As for pics, I am out of the town for a couple days, but I found the following pictures on Ebay of other MOBOs listed as P&Q 9600 series-

s_l500.jpg s_l1600_1.jpg s_l1600.jpg

The second and third pics are the same 9635 board, and look virtually identical to mine. Luckily, my board (and these it seems) have pretty transparent jumper silkscreens, so I'm about 80% clear on what each of them does. It seems as if P&Q was some subsidiary distributor, or possibly Amptron's manufacturer being allowed to sell a portion of it's production under a subsidiary name.

The Amptron board I have been using as reference is featured here - http://www.motherboard.cz/mb/amptron/PM-7900A.htm

I forget where I read that the two companies were somehow related, and unfortunately, the Amptron jumpers and settings are clearly organized differently from my board, so I can't use an Amptron manual for a 1 to 1 comparison.
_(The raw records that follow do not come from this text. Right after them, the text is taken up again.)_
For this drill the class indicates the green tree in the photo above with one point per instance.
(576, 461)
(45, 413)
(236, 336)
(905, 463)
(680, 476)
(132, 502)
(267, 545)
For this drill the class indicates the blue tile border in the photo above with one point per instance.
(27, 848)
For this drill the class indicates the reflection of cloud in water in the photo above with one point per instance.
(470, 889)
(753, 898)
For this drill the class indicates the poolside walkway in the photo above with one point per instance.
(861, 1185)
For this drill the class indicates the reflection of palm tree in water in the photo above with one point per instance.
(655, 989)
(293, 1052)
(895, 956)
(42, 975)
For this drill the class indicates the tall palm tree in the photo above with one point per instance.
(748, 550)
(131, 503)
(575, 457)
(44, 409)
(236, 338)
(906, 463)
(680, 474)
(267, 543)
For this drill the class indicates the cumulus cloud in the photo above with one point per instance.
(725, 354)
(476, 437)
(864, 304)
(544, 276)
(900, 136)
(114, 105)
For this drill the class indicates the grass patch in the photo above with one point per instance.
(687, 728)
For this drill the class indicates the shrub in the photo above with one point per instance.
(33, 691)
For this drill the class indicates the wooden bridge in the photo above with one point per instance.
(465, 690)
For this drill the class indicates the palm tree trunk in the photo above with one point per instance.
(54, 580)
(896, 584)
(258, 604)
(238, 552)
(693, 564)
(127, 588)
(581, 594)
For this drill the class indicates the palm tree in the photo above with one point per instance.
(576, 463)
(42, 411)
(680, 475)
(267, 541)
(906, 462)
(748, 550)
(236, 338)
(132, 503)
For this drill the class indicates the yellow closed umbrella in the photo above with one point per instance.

As for the processor multiplier, I have changed the jumpers to the 3x multiplier and the BIOS does list the CPU at 200 Mhz on Post, so it seems as if my processor is not locked. I was thinking of placing two SPST toggle switches on the front of the machine and wiring them to the jumper posts, so I can adjust the multiplier before boots without having to open the case- I've been watching videos on Youtube which imply that, with a clever adjustment of multipliers, and toggling internal and external cache on/off, one can really throttle the performance across a broad range of game requirements and speeds.